Let $q_i$ with $i \in I$ the quantity to be ordered for the item $i$.

Then, we define a series of functions.

  • Let $r_i(q)$ be the reward when holding $q$ units of the item $i$.
  • Let $c_i(q)$ be the cost when buying $q$ units of the item $i$.
  • Let $t_i(q)$ be the target when holding $q$ units of the item $i$.

The reward function can return positive or negative values, however both the cost and target functions are strictly positive: $$\forall i, \forall q, c_i(q) > 0 \text{ and } t_i(q) >0$$ Let $M$ be the set of MOQ constraints. For each $m \in M$, we have $I_m$ the list of items that belongs to the constraint $m$ and $Q_m$ the minimal quantity that should be reached to satisfy the constraint. Let $m_i(q)$ the function that defines the contribution of the item $i$ to the MOQ constraint $m$ when $q$ units are purchased. The constraint $m$ is said to be satisfied if: $$\forall i \in I_m, q_i = 0 \text{ or } \sum_{i \in I_m}m_i(q_i) \geq Q_m$$ Thus, all MOQ constraints can be satisfied in two ways: either by reaching the MOQ threshold, or by having all item's quantities at zero.

Then, let $C$ be the maximal cost that can be afforded for the purchase order. We define $\textbf{q}_C=(q_i)_i$ the best purchase order as: $$\textbf{q}_C = \underset{q}{\operatorname{argmax}} \left\{ \sum_i r_i(q_i) \text{ with $m$ satisfied } \forall m\in M \right\}$$ The purchase order is the "best" in the sense that is maximizes the reward for a given budget. The solution $\textbf{q}_C$ is not unique, however, this consideration is rather theoretical because the MOQ problem is too hard for an exact resolution anyway. For the sake of simplicity, we proceed as if the solution was unique in the following.

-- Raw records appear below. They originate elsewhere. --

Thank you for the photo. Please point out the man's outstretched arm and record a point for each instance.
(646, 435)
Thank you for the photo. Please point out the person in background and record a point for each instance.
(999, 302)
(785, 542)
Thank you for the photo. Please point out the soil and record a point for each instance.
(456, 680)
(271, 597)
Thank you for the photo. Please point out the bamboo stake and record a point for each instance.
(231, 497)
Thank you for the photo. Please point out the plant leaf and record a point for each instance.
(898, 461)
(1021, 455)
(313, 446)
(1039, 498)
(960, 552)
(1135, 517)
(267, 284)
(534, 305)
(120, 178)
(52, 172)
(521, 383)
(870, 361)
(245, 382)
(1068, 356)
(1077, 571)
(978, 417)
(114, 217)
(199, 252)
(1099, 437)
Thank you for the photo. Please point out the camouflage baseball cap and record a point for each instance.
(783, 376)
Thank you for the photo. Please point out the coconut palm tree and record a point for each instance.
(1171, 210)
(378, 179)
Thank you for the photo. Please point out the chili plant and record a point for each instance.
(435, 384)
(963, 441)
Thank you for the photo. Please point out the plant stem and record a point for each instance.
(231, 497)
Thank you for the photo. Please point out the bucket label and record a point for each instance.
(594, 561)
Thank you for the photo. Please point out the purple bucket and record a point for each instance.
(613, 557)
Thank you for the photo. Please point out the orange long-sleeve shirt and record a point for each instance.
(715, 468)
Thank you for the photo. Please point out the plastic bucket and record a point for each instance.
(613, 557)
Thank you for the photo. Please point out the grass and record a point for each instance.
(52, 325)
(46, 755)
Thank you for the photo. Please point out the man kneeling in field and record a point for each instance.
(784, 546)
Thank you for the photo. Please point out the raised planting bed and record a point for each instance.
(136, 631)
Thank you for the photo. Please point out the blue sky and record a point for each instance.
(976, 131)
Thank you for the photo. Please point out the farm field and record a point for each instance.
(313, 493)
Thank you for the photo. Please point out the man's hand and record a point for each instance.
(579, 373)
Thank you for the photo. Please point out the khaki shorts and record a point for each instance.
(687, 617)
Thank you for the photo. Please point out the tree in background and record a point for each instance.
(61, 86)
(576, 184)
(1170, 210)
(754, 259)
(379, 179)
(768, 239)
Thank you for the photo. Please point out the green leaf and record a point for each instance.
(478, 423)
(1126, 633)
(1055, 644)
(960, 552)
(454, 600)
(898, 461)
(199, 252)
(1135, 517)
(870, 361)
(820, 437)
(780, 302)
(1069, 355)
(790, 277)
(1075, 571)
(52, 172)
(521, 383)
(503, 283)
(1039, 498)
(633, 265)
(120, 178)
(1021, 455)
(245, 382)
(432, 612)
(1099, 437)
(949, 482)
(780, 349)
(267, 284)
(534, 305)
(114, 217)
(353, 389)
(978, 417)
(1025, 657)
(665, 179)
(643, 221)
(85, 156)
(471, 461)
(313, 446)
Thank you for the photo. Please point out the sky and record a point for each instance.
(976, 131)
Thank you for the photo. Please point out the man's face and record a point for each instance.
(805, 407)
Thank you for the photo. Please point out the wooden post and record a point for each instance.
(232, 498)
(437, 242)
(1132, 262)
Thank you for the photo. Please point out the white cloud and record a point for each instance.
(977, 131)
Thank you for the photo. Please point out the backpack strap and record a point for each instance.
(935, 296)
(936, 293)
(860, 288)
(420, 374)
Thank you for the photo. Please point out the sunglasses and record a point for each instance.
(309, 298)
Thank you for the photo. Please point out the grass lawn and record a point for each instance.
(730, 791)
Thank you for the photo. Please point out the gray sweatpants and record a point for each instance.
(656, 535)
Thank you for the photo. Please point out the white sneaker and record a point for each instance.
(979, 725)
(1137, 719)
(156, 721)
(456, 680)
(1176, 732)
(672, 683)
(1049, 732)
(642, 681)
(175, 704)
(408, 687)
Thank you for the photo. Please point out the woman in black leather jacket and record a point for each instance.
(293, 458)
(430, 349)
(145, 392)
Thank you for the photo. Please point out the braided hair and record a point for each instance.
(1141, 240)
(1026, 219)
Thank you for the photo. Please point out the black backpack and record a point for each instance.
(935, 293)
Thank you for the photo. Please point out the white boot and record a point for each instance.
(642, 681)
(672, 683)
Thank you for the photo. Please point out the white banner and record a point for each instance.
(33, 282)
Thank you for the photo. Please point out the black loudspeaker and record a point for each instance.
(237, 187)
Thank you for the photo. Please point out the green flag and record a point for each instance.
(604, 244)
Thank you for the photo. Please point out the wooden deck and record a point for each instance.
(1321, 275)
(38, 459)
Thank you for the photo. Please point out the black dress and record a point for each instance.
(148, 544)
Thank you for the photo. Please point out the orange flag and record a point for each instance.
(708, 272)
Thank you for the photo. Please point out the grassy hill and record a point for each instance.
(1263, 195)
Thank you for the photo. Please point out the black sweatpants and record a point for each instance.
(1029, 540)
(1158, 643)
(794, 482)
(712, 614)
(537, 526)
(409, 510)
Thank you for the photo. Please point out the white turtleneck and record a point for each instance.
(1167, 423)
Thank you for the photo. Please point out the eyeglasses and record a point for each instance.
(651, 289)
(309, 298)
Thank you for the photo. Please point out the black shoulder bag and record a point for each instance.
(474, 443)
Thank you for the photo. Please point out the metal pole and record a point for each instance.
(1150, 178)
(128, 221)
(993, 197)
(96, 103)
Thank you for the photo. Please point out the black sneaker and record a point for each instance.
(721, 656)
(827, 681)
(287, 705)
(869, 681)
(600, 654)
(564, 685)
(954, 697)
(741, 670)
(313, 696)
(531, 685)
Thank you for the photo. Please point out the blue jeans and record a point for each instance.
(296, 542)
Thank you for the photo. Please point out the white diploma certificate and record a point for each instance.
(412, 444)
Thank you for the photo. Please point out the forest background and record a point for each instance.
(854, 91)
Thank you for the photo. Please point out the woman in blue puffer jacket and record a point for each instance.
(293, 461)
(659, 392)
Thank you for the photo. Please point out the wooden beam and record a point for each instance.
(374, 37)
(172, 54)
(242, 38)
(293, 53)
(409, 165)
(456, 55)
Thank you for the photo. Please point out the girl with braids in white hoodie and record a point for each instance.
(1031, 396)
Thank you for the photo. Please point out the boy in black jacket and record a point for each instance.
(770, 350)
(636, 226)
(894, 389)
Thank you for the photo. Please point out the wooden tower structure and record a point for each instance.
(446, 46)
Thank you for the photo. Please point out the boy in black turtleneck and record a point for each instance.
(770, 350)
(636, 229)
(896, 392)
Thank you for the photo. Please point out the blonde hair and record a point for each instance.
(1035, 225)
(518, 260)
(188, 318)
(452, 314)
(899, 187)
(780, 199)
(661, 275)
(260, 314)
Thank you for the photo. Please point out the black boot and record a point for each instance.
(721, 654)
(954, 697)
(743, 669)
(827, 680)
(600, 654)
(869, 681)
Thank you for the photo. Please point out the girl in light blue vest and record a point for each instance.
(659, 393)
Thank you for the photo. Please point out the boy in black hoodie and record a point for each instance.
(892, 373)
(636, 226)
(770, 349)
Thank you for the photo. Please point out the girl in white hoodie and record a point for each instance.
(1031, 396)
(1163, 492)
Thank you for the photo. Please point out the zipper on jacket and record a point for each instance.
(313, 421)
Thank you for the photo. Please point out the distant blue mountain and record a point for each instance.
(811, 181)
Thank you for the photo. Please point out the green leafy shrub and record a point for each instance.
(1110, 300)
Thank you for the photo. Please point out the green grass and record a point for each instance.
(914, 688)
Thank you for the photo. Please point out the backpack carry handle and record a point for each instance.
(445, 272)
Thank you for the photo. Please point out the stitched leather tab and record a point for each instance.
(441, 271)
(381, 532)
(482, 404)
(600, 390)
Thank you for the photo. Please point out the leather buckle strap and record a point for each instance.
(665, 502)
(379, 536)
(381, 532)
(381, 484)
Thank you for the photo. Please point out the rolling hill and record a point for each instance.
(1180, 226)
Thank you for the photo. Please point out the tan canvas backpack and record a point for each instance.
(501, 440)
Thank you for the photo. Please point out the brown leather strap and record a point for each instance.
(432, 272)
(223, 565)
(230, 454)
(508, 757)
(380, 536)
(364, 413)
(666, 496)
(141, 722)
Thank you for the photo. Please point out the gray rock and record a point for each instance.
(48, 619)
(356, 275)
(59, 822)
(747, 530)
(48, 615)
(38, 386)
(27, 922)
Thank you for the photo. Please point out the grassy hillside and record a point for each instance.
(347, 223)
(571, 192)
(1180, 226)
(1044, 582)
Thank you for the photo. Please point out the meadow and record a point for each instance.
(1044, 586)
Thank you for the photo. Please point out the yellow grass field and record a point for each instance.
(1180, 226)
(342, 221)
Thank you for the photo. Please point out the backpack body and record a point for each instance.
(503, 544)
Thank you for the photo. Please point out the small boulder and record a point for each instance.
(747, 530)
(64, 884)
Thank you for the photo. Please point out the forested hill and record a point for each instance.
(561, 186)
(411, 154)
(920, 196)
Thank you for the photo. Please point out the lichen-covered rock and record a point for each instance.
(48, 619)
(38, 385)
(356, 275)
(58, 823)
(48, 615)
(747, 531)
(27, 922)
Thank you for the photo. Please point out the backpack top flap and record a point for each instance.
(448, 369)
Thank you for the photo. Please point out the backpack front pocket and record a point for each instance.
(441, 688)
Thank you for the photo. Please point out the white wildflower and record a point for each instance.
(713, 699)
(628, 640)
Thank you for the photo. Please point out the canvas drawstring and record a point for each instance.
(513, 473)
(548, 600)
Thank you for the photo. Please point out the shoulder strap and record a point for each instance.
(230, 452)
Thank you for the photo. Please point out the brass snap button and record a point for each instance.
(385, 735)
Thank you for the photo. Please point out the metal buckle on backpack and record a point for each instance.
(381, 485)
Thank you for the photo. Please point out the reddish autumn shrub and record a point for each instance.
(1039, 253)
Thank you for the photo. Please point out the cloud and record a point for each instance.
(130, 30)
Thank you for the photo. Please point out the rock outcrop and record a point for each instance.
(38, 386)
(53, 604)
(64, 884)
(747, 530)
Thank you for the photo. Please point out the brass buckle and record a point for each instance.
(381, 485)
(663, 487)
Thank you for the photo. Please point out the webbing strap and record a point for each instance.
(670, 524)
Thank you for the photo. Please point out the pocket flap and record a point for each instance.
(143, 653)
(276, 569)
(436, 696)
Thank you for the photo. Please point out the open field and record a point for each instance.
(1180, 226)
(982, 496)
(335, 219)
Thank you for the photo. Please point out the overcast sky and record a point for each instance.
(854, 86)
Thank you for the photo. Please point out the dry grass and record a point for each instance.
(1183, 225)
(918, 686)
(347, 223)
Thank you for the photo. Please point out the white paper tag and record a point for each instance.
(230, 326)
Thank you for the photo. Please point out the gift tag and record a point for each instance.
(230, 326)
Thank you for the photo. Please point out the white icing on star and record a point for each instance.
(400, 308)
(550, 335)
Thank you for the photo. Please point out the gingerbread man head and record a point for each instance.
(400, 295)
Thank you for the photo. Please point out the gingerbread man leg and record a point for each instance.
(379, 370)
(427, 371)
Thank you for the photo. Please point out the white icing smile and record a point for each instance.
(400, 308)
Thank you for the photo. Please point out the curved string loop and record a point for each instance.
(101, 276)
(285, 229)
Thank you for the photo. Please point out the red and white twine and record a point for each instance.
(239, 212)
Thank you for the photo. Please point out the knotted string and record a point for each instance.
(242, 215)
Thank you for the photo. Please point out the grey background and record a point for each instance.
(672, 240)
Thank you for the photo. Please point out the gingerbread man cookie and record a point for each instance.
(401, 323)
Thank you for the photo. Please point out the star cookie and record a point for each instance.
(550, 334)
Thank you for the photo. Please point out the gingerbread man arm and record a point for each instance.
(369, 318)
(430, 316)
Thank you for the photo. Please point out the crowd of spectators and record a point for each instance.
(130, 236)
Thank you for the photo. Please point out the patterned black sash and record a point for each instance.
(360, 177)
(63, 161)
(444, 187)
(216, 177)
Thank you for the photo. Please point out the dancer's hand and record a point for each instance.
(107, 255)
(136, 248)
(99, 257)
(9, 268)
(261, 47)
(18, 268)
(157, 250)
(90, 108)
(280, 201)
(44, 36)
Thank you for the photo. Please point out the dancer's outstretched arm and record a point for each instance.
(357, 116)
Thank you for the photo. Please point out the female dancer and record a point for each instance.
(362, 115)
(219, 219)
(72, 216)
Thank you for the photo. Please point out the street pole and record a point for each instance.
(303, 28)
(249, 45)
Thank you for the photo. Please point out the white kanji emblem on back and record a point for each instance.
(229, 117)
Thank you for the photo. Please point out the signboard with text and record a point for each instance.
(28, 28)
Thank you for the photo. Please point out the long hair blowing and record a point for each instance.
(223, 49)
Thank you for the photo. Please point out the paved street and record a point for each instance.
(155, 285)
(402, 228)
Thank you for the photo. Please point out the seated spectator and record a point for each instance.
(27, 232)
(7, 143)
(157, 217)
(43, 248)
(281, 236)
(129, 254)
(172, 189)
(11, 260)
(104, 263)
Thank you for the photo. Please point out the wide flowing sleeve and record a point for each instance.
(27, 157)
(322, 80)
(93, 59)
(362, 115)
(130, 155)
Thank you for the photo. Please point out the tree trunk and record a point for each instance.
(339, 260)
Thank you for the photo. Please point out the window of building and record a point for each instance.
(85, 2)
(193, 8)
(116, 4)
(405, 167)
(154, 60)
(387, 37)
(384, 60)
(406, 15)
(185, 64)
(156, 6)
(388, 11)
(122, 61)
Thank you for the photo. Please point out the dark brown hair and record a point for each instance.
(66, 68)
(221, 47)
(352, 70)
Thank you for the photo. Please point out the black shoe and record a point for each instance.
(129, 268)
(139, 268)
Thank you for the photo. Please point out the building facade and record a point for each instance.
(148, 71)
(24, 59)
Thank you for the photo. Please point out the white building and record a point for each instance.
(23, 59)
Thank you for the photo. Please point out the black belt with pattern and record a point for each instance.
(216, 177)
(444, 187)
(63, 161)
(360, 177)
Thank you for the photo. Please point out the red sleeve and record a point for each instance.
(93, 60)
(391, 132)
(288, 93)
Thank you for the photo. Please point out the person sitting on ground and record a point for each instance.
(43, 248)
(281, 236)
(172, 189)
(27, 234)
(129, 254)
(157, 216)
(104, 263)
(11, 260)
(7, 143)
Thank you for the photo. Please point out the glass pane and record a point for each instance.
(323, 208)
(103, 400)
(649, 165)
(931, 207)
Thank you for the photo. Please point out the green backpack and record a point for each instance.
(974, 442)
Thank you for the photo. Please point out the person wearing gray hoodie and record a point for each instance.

Finally, let $T$ be a target minimum, we define $\textbf{q}^T$ with $$C^T = \underset{C}{\operatorname{min}} \left\{ \left(\sum_{q_i \in \textbf{q}_C} t_i(q_i) \right) \geq T \right\}$$ and $$\mathbf{q}^T = \textbf{q}_{C^T}$$ The solution $\mathbf{q}^T$ is built on top of $\textbf{q}_C$, that is, it's the smallest optimal (budget-wise) ROI-maximizing solution that is good enough to fulfill the target.

Lokad’s take on MOQs

The importance of MOQs is downplayed by many companies, on the purchasing side, on the manufacturing side, and frequently by the software vendor(s) supporting their supply chains as well.

On the purchasing side, too frequently, orders are simply rounded-up to the next MOQ, without quantifying the inventory risks involved with a large order, and without quantifying the impact on the ordering schedule either. Seasoned and experienced supply chain practitioners are aware of this problem and typically resort to extensive Excel spreadsheets, lacking any better alternative.

On the manufacturer side, MOQs tend to be too frequently driven by the batch sizes and/or the choice of packaging, based on a “guesstimation” rather than a quantitative analysis weighing the pros and cons. Once MOQs are adopted, many manufacturers rigidify their processes around those values that become an unchallenged status quo. Even if the original MOQ value was good, it might not be the case a decade later.

Finally, as MOQs are a tough - and often misunderstood - numerical challenge, many software vendors rely on simplistic rules to accommodate them, treating them as an edge case, even for those MOQs that are involved with the majority of orders either passed or received. Lokad has developed dedicated numerical solvers that are precisely tailored for the resolution of MOQ problems.

Notes

  • (1) The terminology of hard vs soft MOQs was actually coined at Lokad a few years back to shed light on supply chain problems, as hard and soft MOQs reflect two fairly distinct intents. However, some of our clients are still using the term MOQ to refer indifferently to both situations.